Great News For Everyone Who Loves Lake Leelanau!
A $557,000 grant from the Clean Michigan Initiative (CMI) will help the Conservancy to purchase conservation easements–and therefore forever protect–lands that are critical to the health of the lake. Think wetlands, streams and natural shoreline. This is the third CMI grant we have received over the years and, as in past grant cycles, we must raise matching funds to claim the grant. This time around, we must raise $300,000. “This latest round of CMI funding will allow us to continue working with interested landowners to permanently protect at least three different private properties containing a total of 201 acres of land, 600 feet of natural shoreline along North Lake Leelanau and 3,100 feet of designated trout streams flowing into South Lake Leelanau,” says Matt Heiman, Director of Land Programs. Why Leelanau photo by Betsy Schneider
Press release below with more facts:
Leelanau Conservancy Receives $557,500 Grant to Protect Lake Leelanau Watershed
For everyone who loves Lake Leelanau and values its pristine water, good news is at hand. The Leelanau Conservancy has received a grant from the state of Michigan to protect critical wetlands, stream corridors and shoreline that play an enormous role in the lake’s health.

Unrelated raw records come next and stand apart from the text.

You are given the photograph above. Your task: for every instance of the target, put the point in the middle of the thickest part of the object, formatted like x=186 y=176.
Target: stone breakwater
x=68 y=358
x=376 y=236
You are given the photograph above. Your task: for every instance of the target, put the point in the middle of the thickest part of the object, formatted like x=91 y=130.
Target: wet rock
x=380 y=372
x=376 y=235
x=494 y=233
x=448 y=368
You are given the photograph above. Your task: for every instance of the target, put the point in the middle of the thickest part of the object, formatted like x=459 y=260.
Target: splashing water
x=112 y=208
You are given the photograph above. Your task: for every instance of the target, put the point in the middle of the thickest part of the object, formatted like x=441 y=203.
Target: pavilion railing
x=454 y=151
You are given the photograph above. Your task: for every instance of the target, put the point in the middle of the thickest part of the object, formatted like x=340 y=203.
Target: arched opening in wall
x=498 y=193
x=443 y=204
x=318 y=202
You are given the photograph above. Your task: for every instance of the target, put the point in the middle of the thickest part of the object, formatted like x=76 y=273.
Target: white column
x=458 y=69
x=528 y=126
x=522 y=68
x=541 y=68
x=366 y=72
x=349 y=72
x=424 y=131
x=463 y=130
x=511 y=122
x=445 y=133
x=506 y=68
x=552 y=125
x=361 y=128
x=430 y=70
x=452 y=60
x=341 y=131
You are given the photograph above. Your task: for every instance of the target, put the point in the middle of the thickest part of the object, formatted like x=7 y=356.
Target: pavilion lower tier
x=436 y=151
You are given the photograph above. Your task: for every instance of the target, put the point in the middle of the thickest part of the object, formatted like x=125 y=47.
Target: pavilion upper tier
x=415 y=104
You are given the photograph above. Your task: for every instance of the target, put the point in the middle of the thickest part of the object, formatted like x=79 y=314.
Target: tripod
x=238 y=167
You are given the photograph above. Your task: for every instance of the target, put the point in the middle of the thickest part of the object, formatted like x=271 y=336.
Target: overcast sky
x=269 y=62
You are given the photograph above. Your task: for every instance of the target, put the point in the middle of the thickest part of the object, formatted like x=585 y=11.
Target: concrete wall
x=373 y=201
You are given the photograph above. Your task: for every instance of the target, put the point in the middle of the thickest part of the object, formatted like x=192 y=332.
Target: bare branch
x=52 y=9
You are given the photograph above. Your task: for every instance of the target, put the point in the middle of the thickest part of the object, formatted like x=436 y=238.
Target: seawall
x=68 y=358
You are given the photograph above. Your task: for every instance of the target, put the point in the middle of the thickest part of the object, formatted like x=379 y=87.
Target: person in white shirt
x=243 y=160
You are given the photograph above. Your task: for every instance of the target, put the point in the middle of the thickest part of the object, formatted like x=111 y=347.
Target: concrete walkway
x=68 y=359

The Leelanau Conservancy announced that $557,500 from the Clean Michigan Initiative-Clean Water Fund has been approved for the protection of critical wetlands in the Lake Leelanau watershed. In order to utilize these funds, the Conservancy needs to raise an additional $300,000 in matching funds within the two-year project timeline. The goal of the grant project is to work with interested landowners to purchase permanent conservation easements over wetlands and their adjacent forested uplands in the Lake Leelanau watershed.
This is the third grant the Conservancy has received under the CMI program for protection of the Lake Leelanau watershed. The first CMI grant, received in 2003 for $723,800, established 8 permanent conservation easements that protect 362 acres and nearly 5 miles of frontage along groundwater-fed tributary streams flowing into Lake Leelanau. Our second CMI funded project utilized $447,500 of CMI funds to establish 6 permanent conservation easements over 316 acres containing 8,050 feet of frontage along first and second order streams flowing into Lake Leelanau. This latest round of CMI funding will allow us continue working with interested landowners to permanently protect at least three different private properties containing a total of 201 acres of land, 600 feet of natural shoreline along North Lake Leelanau and 3,100 feet of designated trout streams flowing into South Lake Leelanau.
Matt Heiman, Director of Land Programs with the Conservancy, noted that the program purchases perpetual conservation easements on land which will have long-term beneficial impact on water quality and aquatic habitat in the Lake Leelanau watershed. The Watershed Protection Plan prioritizes the permanent protection of lands that contain conservation values integral to maintaining high water quality. All of the interested landowners prioritized for this funding round have intact natural shoreline along Lake Leelanau itself or one of its groundwater fed tributary streams. According to Heiman “the tremendous success of this program can be credited in part to a good science-based plan, but the real credit goes to caring landowners who wish to see their ecologically important land preserved for future generations.”
A conservation easement is a voluntary, legal agreement in which a landowner limits specific uses or development of his or her property while retaining private ownership of their land. The limitations are designed to preserve the wetland and other ecological values of the property being protected. The CMI program has brought many new projects to the Conservancy by funding the purchase of conservation easements, typically at 50% of their full market value, from conservation minded landowners.
When a landowner sells a conservation easement to the Conservancy, the organization takes on the responsibility of monitoring the property and ensuring the terms of the easement are upheld by future landowners. The public is not granted any right of access to properties under a conservation easement, even when State grant monies are used to purchase them. Conservation Easements are customized for each property’s specific ecological values along with each landowner’s individual goals for their land. It is common for people to reserve a limited amount of development potential on their land, while protecting the most ecologically sensitive wetlands and adjacent forestland.
In order to maximize the success of these funds, however, the Conservancy needs to match the grant dollars 1 for 1 with our private fundraising efforts and local match from landowners willing to sell for less than full market value. “This is quite a challenge, but the success of our first CMI grant and the enthusiasm it created for more projects has given us the confidence to move forward on this second phase of our permanent protection of the Lake Leelanau Watershed,” noted Matt Heiman.